# What lb. Braid?



## tbone2374

Do y'all toss in heavy cover...lilly pads, heavy lettuce, and grass?


----------



## Sgrem

Thirty

If deep , stumps, pitching jigs under docks go fifty.


----------



## karstopo

Braid is so small in diameter relative to mono why not use 30-50#? You still can get a ton of it on the reel. Even 50# braid casts great. Braid is easier to deal with tying knots and working out the occasional backlash when it's a little coarser. 

I don't even like 20# for anything because it's so fine. I'm not clear why anything below 20# is even made. Ultralight spinning? I put 20# on a baitcaster once and the drawbacks outweighed whatever casting distance I gained over 30#. Just one man's perspective.


----------



## CopanoRN

Strait up regular PowerPro 30lb. You can choose to mono back feed but I don't. Cast a country mile on either bait cast or spinning. I use same on both and never had any problems. 


Sent from my iPhone using Tapatalk


----------



## Solodaddio

For a high structure environment 30 or even 50.


----------



## rvrrat14

PowerPro 20 lb.

Just got back from POC and had to thro arties up in the grass for reds. Winched 4 or 5 out with no problem.


----------



## Bearwolf34

Currently Power Pro 30lb onto a 20lb fluorcarbon leader. Much easier to get backlashes undone than the PP 20lb line was.

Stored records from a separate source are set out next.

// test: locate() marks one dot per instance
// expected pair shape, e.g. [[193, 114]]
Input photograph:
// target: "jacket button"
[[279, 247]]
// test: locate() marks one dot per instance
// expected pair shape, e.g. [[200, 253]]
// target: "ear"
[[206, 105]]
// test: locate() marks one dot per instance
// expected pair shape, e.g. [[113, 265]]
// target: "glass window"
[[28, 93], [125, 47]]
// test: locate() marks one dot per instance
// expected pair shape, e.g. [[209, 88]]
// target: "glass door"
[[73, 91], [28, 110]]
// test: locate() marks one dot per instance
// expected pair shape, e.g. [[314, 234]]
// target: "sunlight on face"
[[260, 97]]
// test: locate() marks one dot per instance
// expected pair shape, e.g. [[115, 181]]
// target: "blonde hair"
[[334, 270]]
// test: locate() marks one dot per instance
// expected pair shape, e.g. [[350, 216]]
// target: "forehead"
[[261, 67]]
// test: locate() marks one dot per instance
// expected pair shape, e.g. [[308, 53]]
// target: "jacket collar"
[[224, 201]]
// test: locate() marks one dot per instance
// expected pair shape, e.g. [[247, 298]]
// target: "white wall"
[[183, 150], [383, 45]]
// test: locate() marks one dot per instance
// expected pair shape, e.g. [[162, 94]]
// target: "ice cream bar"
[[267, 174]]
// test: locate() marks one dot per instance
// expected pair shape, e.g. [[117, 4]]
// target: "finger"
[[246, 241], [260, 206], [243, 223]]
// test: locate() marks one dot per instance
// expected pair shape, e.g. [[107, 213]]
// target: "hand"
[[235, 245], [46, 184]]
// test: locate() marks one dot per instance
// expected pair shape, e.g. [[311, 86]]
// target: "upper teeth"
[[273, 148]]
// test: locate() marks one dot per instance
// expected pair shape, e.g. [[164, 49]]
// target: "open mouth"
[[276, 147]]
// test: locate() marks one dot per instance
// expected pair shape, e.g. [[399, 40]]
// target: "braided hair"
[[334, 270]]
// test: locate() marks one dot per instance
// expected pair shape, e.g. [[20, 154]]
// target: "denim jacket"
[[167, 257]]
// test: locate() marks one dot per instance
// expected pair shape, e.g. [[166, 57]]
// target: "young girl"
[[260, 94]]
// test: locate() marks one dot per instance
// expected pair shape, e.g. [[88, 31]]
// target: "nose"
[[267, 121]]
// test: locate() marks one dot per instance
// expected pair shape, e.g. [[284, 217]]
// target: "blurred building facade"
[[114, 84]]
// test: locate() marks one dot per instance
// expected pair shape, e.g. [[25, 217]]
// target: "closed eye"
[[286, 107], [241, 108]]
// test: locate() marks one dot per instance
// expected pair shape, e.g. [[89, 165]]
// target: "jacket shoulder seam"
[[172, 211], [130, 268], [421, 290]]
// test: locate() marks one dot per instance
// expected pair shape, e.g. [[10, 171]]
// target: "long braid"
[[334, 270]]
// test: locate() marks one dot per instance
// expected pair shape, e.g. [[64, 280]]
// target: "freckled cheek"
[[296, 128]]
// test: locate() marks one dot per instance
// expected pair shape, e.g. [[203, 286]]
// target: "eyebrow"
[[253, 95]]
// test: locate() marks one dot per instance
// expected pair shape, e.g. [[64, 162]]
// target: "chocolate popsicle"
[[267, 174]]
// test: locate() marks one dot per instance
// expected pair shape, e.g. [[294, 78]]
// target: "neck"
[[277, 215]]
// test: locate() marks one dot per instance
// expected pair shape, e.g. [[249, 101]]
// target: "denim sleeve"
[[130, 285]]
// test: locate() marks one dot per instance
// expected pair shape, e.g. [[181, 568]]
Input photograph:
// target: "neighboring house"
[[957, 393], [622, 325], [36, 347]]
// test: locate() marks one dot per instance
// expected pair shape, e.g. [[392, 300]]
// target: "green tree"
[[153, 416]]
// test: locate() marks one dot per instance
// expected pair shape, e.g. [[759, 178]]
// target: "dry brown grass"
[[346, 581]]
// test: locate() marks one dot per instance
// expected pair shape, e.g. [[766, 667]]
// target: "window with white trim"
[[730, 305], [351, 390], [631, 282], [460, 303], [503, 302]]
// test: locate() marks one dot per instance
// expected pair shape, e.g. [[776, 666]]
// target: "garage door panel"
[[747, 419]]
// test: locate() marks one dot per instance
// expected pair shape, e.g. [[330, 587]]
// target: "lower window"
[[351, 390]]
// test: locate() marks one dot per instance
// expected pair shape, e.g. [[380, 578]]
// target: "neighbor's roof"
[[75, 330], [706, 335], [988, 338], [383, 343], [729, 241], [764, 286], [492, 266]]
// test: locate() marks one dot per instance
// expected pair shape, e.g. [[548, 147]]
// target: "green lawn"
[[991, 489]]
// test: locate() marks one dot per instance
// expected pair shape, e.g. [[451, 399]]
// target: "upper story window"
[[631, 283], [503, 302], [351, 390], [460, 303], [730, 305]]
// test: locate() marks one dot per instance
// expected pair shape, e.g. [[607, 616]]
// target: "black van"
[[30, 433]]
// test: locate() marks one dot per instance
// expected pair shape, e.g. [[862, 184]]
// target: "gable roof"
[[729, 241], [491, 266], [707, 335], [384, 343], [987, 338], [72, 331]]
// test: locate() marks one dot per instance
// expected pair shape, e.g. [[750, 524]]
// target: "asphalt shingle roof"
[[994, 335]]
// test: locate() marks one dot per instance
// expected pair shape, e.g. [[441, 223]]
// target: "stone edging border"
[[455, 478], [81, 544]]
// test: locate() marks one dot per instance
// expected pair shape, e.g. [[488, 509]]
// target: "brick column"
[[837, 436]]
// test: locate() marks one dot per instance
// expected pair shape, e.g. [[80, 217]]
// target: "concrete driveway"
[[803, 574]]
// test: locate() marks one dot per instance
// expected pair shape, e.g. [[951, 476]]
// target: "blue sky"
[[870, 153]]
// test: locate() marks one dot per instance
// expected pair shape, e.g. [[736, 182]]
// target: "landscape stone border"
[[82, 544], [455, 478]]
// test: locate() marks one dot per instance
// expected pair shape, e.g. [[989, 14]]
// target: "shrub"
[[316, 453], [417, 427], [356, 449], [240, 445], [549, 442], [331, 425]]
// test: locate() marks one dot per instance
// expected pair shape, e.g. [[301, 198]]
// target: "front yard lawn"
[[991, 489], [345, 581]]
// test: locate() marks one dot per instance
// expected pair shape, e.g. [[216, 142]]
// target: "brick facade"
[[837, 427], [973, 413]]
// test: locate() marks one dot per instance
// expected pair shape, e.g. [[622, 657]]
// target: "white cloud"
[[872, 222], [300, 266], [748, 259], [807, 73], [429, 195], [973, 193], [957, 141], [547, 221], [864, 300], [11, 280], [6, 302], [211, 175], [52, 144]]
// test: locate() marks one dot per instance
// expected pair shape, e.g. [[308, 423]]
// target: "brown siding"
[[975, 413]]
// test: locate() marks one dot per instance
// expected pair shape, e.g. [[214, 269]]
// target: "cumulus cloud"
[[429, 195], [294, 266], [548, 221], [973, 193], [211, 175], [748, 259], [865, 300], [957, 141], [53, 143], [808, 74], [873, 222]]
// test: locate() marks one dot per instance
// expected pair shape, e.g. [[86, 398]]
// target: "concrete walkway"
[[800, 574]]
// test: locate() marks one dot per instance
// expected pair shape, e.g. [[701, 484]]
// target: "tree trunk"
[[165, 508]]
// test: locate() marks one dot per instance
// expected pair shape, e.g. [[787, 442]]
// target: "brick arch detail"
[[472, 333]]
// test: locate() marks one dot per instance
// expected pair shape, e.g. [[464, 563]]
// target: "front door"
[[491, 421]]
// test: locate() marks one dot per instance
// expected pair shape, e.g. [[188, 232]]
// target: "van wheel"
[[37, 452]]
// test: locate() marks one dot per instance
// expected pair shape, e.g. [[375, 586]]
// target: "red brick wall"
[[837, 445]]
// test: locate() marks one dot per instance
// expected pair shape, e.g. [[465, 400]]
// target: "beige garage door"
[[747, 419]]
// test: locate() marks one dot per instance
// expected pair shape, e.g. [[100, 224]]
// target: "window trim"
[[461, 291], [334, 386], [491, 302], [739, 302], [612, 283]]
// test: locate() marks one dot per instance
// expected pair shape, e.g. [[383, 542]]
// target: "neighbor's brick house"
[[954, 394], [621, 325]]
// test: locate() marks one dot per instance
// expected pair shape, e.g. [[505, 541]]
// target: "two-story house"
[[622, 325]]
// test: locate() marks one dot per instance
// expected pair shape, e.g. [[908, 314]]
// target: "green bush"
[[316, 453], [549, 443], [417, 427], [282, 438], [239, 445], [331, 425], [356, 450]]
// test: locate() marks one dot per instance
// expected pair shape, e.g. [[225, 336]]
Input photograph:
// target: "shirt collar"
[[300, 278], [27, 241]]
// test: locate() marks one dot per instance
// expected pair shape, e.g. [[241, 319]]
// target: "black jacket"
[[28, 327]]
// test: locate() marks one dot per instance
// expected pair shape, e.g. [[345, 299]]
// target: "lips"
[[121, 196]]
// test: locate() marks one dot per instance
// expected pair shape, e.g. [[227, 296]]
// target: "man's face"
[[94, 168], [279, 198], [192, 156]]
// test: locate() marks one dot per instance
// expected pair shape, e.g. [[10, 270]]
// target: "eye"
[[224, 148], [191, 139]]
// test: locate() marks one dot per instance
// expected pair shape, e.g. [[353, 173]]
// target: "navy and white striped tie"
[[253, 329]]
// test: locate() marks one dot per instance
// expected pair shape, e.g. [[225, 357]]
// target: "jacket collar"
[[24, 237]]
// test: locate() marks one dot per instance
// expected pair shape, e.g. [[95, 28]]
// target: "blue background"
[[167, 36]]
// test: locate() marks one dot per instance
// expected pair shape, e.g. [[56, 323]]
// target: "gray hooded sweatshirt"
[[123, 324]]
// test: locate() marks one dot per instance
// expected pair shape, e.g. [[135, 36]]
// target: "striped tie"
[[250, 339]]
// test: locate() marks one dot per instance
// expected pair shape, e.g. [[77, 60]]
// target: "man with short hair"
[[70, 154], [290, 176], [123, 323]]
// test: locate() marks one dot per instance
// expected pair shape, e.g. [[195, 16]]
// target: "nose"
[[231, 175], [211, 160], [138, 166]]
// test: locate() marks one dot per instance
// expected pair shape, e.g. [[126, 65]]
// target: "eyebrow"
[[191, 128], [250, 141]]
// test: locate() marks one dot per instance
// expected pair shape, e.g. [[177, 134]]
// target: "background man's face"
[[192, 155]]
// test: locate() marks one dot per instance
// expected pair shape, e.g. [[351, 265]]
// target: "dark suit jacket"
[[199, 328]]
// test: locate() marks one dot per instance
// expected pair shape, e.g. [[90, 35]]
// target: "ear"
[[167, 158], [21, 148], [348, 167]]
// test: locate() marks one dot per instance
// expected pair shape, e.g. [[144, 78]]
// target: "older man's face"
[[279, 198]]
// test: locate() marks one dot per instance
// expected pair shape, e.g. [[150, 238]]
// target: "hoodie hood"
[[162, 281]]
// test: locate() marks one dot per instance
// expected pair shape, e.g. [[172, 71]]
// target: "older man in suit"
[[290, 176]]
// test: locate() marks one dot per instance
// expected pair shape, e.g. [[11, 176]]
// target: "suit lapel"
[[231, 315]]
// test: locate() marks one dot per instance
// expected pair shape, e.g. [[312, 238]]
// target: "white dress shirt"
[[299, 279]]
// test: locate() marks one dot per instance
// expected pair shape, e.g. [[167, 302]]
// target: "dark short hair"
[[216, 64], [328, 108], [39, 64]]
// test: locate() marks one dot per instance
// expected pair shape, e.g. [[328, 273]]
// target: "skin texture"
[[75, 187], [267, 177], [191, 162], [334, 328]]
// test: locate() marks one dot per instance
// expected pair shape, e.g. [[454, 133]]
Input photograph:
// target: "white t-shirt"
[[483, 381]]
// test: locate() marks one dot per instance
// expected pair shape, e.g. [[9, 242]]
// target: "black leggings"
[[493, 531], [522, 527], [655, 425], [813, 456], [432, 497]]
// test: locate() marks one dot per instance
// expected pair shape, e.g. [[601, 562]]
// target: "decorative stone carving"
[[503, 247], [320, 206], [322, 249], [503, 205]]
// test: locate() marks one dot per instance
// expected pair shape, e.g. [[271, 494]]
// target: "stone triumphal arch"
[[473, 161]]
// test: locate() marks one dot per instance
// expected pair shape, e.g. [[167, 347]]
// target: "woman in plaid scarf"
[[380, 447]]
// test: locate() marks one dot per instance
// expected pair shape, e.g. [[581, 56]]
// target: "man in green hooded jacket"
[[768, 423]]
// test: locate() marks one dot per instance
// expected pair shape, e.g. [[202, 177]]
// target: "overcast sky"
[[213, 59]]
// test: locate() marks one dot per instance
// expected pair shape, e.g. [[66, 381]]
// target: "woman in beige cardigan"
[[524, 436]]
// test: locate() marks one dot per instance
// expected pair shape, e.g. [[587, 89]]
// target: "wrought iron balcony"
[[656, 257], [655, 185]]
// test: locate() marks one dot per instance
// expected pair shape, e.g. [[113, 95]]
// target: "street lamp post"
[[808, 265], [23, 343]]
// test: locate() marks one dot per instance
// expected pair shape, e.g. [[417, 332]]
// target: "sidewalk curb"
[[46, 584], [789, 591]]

After yrs and yrs of using Power Pro am thinking to spool up my abu revo inshore with Suffix 832. Something new in the stable.


----------



## just plain bill

i have 832 30lb on all my reels...just seems to be the best overall...may not cast quite as far as nanofil, but way fewer issues with knots, etc... good stuff!


----------



## SKRT SKRT

3 and 4 lb braid has around a 6lb breaking strength. if you are on the flats and do not have to worry about putting heat on a fish to keep it away from structure then I have a couple setups spooled with 4lb braid. casts super far and is fun. If not then 8lb braid all day. has like a 19lb break strength


----------